We booked our flights in January so it's hard to believe it's here. I've just booked in on-line and printed off my tickets, I've stocked the freezer with food, cleaned the house and dusted off the clothes that don't get much of a viewing - the ones intended for the real world. I'll be in it. Sipping cocktails, and smiling. A lot.
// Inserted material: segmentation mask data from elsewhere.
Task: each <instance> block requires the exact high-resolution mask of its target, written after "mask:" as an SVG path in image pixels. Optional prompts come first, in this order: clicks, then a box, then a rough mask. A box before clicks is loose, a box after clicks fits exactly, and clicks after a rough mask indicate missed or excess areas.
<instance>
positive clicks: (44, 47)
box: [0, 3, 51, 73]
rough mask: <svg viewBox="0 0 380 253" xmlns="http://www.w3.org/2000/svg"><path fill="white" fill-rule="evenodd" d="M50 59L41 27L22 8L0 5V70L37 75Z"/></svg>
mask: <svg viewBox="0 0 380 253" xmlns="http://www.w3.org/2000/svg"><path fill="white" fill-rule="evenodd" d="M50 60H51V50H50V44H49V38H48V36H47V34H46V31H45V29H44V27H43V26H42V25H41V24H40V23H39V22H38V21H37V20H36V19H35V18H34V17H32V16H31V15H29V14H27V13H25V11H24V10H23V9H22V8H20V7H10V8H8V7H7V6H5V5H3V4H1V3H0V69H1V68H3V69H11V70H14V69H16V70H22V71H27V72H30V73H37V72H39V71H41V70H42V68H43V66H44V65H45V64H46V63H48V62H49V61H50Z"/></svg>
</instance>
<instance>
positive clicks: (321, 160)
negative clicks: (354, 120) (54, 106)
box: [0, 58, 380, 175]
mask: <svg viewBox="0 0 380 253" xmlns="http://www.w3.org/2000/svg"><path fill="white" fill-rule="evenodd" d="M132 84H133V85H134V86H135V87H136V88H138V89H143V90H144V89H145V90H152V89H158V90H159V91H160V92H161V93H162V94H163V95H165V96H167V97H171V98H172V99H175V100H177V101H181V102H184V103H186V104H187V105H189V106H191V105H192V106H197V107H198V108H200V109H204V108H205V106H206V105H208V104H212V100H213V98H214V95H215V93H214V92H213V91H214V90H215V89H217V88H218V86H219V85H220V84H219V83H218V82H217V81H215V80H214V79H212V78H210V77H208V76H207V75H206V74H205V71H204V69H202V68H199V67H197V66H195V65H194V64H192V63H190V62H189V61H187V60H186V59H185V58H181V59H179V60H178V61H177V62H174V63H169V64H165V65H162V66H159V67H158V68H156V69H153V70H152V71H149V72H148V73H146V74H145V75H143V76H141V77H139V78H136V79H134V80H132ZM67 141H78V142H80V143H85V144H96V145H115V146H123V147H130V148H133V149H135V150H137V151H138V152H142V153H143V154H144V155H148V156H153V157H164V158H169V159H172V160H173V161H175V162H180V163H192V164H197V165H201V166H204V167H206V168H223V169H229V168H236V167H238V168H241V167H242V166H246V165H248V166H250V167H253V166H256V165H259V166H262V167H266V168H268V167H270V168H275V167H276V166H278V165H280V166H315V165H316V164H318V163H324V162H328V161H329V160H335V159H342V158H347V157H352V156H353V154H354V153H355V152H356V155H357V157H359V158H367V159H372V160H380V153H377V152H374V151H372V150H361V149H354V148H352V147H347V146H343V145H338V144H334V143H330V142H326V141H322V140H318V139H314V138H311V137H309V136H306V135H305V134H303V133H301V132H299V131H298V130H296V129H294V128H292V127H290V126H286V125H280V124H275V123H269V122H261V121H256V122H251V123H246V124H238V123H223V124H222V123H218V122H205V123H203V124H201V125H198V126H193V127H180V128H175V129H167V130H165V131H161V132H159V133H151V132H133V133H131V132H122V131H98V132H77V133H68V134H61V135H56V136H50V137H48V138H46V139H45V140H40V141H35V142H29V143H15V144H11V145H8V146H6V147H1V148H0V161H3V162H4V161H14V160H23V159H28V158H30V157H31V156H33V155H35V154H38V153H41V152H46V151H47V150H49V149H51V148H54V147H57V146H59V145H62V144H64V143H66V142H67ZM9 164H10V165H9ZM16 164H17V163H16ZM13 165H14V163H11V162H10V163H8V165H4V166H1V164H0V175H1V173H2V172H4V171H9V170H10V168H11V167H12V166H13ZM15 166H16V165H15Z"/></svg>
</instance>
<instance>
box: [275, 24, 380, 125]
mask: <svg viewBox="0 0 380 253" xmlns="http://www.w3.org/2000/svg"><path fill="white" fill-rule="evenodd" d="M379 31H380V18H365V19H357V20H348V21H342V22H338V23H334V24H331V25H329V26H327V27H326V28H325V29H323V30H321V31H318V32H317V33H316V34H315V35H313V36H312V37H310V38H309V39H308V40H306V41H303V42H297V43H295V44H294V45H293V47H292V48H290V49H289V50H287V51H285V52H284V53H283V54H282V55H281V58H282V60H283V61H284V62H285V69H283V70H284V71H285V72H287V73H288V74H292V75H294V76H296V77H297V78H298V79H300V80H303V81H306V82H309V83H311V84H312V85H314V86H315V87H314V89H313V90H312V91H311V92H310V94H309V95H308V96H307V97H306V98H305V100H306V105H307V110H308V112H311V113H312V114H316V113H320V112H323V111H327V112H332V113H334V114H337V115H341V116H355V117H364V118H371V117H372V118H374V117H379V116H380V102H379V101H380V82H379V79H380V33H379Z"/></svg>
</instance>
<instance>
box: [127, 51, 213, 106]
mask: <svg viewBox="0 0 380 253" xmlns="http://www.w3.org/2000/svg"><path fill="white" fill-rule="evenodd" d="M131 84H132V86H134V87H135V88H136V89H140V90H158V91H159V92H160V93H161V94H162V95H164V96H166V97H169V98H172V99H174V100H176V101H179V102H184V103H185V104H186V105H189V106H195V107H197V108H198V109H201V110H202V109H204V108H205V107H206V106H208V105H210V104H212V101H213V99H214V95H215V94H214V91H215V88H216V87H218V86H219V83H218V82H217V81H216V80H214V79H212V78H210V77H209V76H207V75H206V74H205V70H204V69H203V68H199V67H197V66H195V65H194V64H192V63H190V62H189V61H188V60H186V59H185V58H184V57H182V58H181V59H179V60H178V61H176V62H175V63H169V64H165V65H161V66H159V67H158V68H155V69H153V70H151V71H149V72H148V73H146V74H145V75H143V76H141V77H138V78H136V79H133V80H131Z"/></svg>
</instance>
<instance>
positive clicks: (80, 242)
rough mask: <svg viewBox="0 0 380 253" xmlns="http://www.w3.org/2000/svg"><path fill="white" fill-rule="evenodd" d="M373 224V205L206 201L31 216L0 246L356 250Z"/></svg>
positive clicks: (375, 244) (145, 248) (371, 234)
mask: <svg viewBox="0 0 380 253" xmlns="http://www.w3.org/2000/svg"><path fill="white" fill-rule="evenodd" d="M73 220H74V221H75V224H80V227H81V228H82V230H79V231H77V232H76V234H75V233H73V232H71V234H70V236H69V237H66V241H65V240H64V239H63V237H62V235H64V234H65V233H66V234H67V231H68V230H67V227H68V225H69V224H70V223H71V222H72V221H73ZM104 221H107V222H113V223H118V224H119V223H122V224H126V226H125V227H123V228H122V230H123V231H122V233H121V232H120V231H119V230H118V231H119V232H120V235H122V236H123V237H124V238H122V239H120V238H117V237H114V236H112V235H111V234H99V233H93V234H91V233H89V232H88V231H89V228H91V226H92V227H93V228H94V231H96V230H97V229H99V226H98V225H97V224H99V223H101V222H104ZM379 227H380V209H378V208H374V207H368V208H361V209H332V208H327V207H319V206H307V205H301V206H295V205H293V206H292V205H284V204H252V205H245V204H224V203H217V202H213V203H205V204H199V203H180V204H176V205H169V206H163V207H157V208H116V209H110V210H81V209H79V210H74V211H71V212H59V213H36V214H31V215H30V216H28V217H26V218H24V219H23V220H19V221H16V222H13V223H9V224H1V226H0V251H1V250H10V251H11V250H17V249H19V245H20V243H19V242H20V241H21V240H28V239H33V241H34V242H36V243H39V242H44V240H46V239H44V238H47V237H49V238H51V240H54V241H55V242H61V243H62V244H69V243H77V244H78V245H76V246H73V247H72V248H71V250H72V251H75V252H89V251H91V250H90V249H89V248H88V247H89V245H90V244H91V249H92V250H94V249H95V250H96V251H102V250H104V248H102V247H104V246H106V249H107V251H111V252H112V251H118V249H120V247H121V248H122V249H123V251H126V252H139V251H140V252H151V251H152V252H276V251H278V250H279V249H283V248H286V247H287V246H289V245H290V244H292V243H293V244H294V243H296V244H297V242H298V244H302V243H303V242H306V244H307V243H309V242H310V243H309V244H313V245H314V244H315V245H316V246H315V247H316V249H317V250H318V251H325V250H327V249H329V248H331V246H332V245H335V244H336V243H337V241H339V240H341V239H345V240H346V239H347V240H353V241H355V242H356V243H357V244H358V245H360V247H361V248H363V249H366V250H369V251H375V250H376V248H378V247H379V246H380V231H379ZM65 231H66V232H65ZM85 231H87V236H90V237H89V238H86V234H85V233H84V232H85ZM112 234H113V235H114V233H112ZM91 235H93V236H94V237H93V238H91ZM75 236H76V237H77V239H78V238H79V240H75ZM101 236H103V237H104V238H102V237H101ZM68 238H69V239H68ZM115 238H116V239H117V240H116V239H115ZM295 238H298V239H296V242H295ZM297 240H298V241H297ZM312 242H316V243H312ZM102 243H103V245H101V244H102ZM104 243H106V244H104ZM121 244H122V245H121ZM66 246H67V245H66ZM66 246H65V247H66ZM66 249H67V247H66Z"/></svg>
Although I've no doubt at all girls, I'll be thinking about you every day...



Monday, November 21, 2011

Letters of Love

This weekend, when I went up to Belfast to look after my mum, my dad had left a big box in my room. I looked inside, and found my life story. The smell of age and nostalgia mingled with tissue thin paper and ink. Every single card, every single letter, every single postcard, every single note I have ever written to my mum was inside.... stories laid bare, love notes squeezed between exploits, happy holidays, dulls days...all bound together in memory. I have written to my mum all through my life - through all my adventures, through all my education, through all my relationships, through all my parenting. And she kept every word. I spent a few hours just putting them into piles - the piles I realise that represent the phases of my life - my childhood - sweet notes of innocence and a burgeoning imagination; my year out in Pakistan and India as a naive 18 year old - full of longing for home, and excitement at the world; University - an adult emerging amid learning and independence; working life in London - lots of money requests and false starts on the job front; my two year travels - the spendour, the adventure, the romance!; and finally, my life in Dublin - my first flat, planning our wedding, our first home, my beautiful girls.
Reading them I realise how honest I was, how at ease we were with each other, how accepting we were, how involved my parents have been in my life. Not only does that box give me a unique diary of my life - in my own words, it is like a gift to me in this time as I grieve for my mum, and learn to live my life without her involvement.
I still write to her every week - I take photos of my days with the girls, and I embed them in a letter with a commentary, and I email it to dad who prints it out and reads it to her. They are slowly filling a box beside her bed - and in time too they will be the diary of this phase, and a reminder that even though she cannot be the person she was, she is still, and always will be, involved in my life.

Tuesday, November 8, 2011

Some days...

Some days it all comes together... and some days it all falls apart. Today was the latter. My recent attempts at reading Buddhism (whatever gets us through the day, I say) is being tested as my new found calm took a sabatical, and the screaming heeby-jeeby's took over. The more Ruby screamed outwardly, the more I screamed inwardly. The more Poppy cried at every little thing, the more I wanted to cry at every single thing. The more Daisy tortured me for her confiscated Leappad, the more I wanted to confiscate myself. This was me at 4.52pm....

And then my knight in shining armour came home and rescued me from the wicked witches. Thank you hubby...... coming home early was the best wedding anniversary present you could give me.... (well, the best one that doesn't sparkle!!).